[Tutor] Cmd Advice

Walter Prins wprins at gmail.com
Sun Feb 5 17:34:47 CET 2012


Hello Dave,

On 5 February 2012 15:26, Dave Hanson <dave at hansonforensics.co.uk> wrote:
> I can force a dos window to open by using a bat or python program.

OK, so the command prompt issue is really a red herring then from what
I can tell.  Work around the standard limitations of your desktop in
whatever way suits you (providing you're not going to get yourself
into trouble by doing so etc).  As long as you can get to a command
prompt you can then set up the program to work the same way as on
Unix, with a bit of jiggery pokery.

> What I'm
> trying to get around is not being able to interact with the program using
> [options] like -l for list for example.

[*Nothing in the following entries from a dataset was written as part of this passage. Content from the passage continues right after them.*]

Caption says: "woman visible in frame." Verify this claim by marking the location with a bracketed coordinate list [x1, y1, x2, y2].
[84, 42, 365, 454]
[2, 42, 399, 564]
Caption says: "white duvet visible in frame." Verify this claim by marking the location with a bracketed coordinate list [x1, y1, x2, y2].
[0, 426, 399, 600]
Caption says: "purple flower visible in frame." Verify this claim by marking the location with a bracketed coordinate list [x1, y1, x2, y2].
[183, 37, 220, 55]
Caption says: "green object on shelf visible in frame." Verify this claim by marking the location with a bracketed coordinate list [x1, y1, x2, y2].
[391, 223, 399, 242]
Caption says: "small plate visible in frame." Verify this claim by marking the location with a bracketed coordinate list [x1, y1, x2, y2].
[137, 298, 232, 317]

OK, so your real issue involved command line arguments it seems.  What
I'd do is write a wrapper batch file for your Python program named
"t.bat", and place it in a location that's on your search path, or add
it to the search path if you like (perhaps put it alongside t.py and
then put that location on the system PATH.)

t.bat should contain something like this (adjust paths as required obviously):

c:\Python27\python.exe c:\src\t\t.py %1 %2 %3 %4 %5 %6 %7 %8 %9

This command line will obviously pass the first 9 command line
argument strings given to the batch file on to the Python program.

What this does is to allow you to run the command like you do on Unix, e.g:

t -f 5

... which in turn should will find and run t.bat with the command line
arguments "-5 5" which then pass them on to the Python program etc.